If you are working with AWS and keeping your infrastructure as code (Hint: you really should) then you’ve probably come across CloudFormation or Terraform at some point. If you are using the former option, then there’s a small gotcha related to security groups that might cause some unexpected behaviour if you are not aware of it (for me it caused a production incident…).
The use case
Imagine you have the following small template defining a security group that allows incoming HTTPS traffic from a specific IP range and a load balancer that will use that security group:
You create your CloudFormation stack and everything works as expected. Both resources are created and the security group is associated with the load balancer to make sure that only HTTPS traffic from that specific IP range is accepted. After a short test, you start routing all traffic to your new shiny load balancer.
A few weeks later you come back to this simple template to add a new resource and you try to remember what that specific IP range meant. Was it the subnet of one of your clients? If so, which one? Who do I need to notify in case the port or range needs to change? After some searching through your archived emails you finally find where that range came from. Since you are a good engineer and you don’t want anyone else to waste 20 minutes of their life trying to understand why that rule is the way it is, you decide “I should probably add a description to my rule now that AWS supports it”.
So you go ahead and add that:
Quite happy with yourself you do your usual
aws cloud-formation update-stack
and you switch to something else.
Immediately after firing the stack update you start getting alarms (because of
course you monitor your infrastructure) telling you that no traffic is getting
through your load balancer. After a few minutes the alarms go away and you start
getting traffic again but it was enough for your clients to notice that all
their requests were timing out.
What the hell happened!?
You know the problem is related to your change in the security group but how can
adding a description possibly cause that? You quickly go to your CloudFormation
console and look at the events of the stack, nothing wrong there.

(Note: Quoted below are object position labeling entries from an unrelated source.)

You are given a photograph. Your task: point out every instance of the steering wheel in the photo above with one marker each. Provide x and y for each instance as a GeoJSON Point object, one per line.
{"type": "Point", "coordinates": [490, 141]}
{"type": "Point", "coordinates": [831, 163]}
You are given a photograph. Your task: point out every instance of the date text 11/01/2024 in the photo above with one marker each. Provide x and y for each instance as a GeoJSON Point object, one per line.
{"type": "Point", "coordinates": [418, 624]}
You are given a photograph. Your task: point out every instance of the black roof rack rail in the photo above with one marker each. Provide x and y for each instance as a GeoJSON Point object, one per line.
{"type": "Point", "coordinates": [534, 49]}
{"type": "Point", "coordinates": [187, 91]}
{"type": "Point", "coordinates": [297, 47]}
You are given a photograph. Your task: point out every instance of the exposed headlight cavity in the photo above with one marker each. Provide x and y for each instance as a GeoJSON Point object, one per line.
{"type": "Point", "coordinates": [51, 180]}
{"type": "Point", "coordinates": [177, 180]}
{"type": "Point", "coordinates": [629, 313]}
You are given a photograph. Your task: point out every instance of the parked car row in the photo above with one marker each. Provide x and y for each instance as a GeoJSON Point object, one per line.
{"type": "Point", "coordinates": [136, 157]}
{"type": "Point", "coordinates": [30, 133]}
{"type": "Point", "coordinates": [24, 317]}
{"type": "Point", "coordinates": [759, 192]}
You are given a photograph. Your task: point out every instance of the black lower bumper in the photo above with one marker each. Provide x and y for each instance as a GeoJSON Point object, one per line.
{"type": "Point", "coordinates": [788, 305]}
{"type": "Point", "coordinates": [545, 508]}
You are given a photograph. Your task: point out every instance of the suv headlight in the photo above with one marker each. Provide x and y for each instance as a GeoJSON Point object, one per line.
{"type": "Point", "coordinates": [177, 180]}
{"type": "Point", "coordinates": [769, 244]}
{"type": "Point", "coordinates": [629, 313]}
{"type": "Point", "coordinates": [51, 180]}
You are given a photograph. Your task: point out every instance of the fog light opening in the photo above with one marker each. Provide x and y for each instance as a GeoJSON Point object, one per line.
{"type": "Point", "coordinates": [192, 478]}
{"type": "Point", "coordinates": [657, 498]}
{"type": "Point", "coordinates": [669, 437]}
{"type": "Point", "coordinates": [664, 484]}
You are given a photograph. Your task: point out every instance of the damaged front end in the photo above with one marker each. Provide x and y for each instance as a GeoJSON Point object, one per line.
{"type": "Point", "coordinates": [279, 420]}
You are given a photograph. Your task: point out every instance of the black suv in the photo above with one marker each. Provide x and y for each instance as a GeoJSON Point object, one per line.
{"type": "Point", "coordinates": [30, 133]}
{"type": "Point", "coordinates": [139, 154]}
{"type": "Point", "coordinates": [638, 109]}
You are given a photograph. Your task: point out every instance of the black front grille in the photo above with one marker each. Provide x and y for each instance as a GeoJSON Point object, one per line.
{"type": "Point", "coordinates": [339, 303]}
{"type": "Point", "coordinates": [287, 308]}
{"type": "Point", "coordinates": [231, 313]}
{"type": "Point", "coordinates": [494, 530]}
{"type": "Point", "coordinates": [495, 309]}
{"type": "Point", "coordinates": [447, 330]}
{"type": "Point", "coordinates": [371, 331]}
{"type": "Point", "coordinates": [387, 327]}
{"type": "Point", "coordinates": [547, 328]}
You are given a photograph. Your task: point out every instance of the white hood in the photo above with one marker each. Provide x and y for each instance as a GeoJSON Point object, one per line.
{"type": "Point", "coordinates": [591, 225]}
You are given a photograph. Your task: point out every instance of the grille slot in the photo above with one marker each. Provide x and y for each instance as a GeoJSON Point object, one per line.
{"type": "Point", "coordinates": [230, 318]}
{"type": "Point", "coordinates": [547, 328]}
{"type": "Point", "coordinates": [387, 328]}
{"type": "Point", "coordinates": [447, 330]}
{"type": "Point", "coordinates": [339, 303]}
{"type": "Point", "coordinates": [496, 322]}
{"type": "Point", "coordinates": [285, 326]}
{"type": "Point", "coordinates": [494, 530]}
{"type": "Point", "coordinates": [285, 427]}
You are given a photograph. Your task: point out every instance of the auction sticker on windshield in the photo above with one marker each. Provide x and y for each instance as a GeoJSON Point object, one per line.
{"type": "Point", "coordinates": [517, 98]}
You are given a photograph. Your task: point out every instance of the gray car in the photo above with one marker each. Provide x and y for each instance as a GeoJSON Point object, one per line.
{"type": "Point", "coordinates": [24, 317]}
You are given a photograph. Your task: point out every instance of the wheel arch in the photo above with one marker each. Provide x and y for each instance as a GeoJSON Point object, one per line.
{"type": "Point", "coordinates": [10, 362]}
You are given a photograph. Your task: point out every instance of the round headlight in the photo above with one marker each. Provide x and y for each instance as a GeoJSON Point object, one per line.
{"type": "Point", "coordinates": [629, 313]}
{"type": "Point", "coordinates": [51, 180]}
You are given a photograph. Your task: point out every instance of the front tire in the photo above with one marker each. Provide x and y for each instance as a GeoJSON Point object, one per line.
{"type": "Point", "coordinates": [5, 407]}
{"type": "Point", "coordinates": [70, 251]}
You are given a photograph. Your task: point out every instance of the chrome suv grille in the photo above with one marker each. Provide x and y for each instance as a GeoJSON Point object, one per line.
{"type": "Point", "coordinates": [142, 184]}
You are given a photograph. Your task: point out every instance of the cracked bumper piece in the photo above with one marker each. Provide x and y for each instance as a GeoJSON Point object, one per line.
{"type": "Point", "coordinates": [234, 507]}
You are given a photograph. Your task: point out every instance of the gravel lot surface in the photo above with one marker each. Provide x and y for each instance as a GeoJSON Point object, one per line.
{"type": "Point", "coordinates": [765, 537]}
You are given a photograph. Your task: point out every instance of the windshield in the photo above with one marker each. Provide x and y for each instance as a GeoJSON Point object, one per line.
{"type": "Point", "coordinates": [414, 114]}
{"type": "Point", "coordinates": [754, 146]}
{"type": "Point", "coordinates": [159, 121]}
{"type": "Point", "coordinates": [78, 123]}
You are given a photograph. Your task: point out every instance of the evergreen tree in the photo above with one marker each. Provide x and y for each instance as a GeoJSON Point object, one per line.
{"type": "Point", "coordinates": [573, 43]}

You go to the CloudFormation
to see if you missed something, but nowhere does it say anything special about
adding a description to one of the rules. In fact, it explicitly says that
changes to the
SecurityGroupIngress require “No interruption”.
You start to think that maybe it had nothing to do with your update and that it was an extremely unlucky coincidence. But on a last attempt to see if you find anything weird you log in to your AWS Console and find your security group there. It looks correct but just for fun you click the “Edit” button. Of course you would never update stuff like that manually (infra as code remember?) but you are desperate at this point. And in there (only in there) you see this:
NOTE: Any edits made on existing rules will result in the edited rule being deleted and a new rule created with the new details. This will cause traffic that depends on that rule to be dropped for a very brief period of time until the new rule can be created.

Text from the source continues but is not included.